Wintershall Warns of 2030 EU Supply Gap
Wintershall CEO Mario Mehren said August 30 that natural gas imports into the European Union will remain important, both economically and to limit global warming, as local production there declines.
He told the Offshore Northern Seas trade fair in Stavanger: “By 2030 we will already have to replace 45bn m3/yr. The dream that many people had of doing so by producing shale gas in Europe has since faded. There are many reasons for this, from questionable economic viability to political embargos. So we have to look for alternatives.”

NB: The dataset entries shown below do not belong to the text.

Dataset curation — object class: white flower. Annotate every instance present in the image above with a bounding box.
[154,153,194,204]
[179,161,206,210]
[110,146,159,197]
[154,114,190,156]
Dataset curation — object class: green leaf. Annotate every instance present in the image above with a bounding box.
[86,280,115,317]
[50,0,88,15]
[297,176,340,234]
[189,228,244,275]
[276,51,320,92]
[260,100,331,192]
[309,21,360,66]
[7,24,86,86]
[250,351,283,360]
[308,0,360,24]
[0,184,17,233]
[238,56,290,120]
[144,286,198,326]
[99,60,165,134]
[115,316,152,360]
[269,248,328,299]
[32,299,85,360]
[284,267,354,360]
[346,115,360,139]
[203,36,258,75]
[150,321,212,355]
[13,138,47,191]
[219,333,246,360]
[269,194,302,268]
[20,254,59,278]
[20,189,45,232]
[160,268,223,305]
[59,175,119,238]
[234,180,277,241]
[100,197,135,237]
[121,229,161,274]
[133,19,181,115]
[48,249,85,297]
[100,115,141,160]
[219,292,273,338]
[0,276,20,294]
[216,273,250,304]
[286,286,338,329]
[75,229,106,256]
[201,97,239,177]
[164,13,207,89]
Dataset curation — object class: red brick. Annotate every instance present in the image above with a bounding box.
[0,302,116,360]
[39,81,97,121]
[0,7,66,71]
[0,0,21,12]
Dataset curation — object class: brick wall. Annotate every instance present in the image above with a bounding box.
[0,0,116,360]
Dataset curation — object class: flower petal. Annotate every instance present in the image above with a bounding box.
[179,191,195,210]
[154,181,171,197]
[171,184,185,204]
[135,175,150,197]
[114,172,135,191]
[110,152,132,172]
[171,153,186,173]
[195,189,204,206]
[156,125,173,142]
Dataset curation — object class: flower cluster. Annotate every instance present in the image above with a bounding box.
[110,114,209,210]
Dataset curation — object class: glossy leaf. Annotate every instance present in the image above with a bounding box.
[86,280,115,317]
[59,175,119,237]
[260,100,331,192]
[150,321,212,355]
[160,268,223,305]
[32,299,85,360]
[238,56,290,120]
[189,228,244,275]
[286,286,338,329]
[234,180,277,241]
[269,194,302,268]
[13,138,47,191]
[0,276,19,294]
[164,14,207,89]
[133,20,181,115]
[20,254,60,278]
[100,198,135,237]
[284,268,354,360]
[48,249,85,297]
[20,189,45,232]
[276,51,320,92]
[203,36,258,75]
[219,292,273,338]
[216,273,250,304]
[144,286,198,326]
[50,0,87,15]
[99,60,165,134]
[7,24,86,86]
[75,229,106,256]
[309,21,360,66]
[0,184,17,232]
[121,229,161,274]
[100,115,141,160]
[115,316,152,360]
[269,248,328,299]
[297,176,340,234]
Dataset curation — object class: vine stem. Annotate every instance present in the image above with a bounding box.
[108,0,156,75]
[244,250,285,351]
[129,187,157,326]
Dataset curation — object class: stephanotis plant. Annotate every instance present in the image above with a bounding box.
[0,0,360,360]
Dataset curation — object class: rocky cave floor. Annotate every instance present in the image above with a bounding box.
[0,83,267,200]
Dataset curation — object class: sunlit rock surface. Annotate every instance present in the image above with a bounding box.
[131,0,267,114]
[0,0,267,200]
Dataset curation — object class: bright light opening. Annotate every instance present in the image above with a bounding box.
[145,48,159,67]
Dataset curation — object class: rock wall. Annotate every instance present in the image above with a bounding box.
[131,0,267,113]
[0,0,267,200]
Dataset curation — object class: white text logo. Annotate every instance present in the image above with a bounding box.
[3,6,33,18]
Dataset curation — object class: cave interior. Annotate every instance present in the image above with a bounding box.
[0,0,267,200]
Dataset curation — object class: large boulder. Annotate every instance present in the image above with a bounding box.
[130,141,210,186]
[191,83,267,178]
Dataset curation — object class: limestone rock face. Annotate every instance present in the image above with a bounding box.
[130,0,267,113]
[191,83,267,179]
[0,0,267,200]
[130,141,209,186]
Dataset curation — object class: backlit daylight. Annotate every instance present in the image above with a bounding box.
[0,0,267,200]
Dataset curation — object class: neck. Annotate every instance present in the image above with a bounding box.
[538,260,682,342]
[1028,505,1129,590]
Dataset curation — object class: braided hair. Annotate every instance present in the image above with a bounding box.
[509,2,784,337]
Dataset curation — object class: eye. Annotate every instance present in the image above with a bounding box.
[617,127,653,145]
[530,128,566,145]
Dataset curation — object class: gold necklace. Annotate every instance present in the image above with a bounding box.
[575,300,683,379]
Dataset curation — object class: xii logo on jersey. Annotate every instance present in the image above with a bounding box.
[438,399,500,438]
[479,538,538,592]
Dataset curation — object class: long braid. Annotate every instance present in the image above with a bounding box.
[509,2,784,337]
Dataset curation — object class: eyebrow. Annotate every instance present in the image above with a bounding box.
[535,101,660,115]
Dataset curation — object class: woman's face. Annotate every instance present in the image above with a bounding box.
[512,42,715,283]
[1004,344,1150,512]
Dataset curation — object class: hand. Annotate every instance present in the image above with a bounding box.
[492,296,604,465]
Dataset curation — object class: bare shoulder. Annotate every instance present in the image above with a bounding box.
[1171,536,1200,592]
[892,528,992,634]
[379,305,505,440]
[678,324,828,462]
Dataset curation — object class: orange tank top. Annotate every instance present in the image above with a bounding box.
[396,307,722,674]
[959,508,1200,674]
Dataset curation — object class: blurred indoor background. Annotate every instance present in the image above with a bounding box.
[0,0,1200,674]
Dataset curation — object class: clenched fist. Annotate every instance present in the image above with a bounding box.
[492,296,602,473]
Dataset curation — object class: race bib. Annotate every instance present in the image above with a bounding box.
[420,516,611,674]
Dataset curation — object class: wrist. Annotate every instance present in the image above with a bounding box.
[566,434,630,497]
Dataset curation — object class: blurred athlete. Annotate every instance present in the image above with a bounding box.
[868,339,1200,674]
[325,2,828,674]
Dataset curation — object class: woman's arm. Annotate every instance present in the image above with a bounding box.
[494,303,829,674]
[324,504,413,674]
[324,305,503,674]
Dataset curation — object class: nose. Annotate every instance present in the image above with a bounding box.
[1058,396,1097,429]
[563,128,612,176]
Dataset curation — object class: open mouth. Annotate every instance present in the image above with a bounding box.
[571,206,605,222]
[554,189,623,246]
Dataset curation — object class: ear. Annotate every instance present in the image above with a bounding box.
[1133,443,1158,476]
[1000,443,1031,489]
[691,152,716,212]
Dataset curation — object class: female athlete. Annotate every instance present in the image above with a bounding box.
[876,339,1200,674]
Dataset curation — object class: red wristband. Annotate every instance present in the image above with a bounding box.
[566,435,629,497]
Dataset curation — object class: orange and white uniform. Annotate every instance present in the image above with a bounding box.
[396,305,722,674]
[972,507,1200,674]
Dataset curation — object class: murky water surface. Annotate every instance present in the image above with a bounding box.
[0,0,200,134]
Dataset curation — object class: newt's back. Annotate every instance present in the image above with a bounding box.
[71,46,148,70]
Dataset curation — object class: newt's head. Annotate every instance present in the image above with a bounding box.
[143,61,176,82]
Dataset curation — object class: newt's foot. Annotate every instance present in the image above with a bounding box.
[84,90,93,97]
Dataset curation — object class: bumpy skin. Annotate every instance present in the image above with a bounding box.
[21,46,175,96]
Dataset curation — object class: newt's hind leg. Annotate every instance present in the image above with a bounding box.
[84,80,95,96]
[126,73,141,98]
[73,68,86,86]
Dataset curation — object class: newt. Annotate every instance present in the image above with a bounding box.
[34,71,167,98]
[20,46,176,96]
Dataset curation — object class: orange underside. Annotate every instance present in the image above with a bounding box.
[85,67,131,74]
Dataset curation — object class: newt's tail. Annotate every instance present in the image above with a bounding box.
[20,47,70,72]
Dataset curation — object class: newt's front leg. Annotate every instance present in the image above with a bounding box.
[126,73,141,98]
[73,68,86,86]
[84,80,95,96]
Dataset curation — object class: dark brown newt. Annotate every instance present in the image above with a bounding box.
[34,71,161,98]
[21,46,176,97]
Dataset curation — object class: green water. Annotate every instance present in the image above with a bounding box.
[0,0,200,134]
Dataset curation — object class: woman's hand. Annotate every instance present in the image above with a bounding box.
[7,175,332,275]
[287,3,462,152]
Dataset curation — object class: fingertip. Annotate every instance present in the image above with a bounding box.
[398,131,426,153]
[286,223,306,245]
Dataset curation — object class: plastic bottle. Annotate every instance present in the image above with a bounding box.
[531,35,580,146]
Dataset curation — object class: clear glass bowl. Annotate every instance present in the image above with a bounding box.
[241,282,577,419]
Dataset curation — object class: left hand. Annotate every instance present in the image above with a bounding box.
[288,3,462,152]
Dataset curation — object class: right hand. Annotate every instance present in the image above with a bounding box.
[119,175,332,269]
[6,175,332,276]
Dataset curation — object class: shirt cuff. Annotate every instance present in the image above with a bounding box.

Norway, Russia and the EU itself would “form the energy triangle that balances the flows of energy for Europe and secures supply”, Mehren said, with one-third of Germany’s gas already coming from Norway. Producers like Norway should “make themselves more visible on the European stage in Brussels and take a clear position to ensure reliable production and a secure supply in Europe.” Amid low prices, governments of producing countries too would have to create the conditions for upstream companies to continue investing, and be proactive in helping find the balance so that investments pay off, he added. BASF-owned Wintershall had increased its Norwegian production from 3,000 to over 80,000 barrels of oil equivalent in recent years.
Wintershall CEO Mario Mehren (Photo credit: Wintershall)
Wintershall’s Europe and Middle East upstream chief Martin Bachmann said that the Maria field, which it operates with a 50% interest offshore Norway, has 180mn boe of recoverable resources (at 100%) mostly of oil but also some gas, with start-up still planned for 2018. The company also has a 24% interest in the major Aasta Hansteen development off Norway that has 45bn m3 of recoverable gas; it is also a co-producer of gas in Russia and the UK/Netherlands with Gazprom, but has shut in production in Libya for over a year.